I ask to be evaluated from rip clean threads vs the theory of rip cleans or how it feels in concept


if any of those outcomes are bad, we will stop the science from developing.

medium to small systems are now a subsection of reef tanks, perhaps more than half the total tanks on this site, which cannot ever be lost to an invasion again. You have a ’red button’ move that simply fixes your tank, preserves your investment, until you can align methods that make you never need to deep clean again. That’s 54 pages of rip cleans, in order to state they’re bad or don’t work we need to find that evidenced in the work logs.


this system isn’t exclusive to the ways the masses want you to work on your tank, hands off and via chemistry approaches and with animal grazers. Those are ok things to do, but at a different stage. We do those from the clean condition, not the invaded and plugged up condition. (Am posting this for new readers into the thread seeing the debates and options, David is resolved I can see)

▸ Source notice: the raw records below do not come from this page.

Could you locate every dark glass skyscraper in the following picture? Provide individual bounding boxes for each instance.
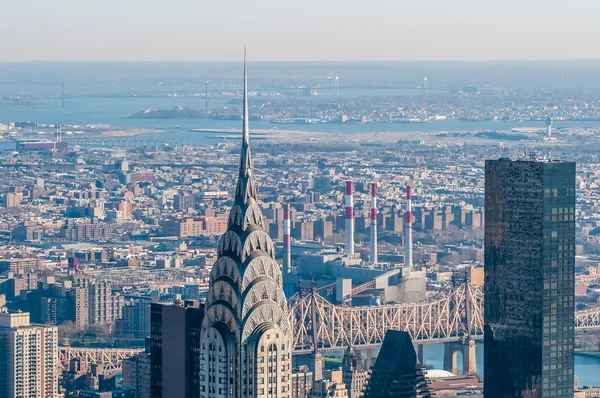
[484,159,575,398]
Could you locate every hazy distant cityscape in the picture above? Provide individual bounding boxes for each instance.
[0,61,600,398]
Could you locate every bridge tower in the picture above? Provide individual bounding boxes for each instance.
[444,339,477,376]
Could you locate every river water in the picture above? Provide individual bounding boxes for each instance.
[423,343,600,386]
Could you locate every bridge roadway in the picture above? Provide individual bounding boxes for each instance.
[61,283,600,370]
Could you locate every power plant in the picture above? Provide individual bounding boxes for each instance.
[370,182,377,266]
[404,185,412,267]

what this does is change the order of the operations the masses want, thats all. We fix the tank first, make it look sharp, remove the circulating algal compounds, we remove any chance at tradeoff invasions due to mass rotting in the system, then the aquarist does all the preventative adjustments


the sole thing we are doing is changing the timing for the ways the masses want you to use, I personally see it all as very harmless means of fixing up a reef tank. It sure is on the continuum of positive outcomes logged that’s for sure, not like a new method we are trying

private message sent/ thank you for being so calm and level about it all David it’s much appreciated. I’ll be present 100% for the ongoing care for the system, we appreciate the work logs added to

@CoastalTownLayabout that was a neat perspective to read thanks for posting. I haven’t seen that action in nature before, the only reef I got to see was on a cayman dive it didn’t have the zones you’re mentioning, would be neat to see.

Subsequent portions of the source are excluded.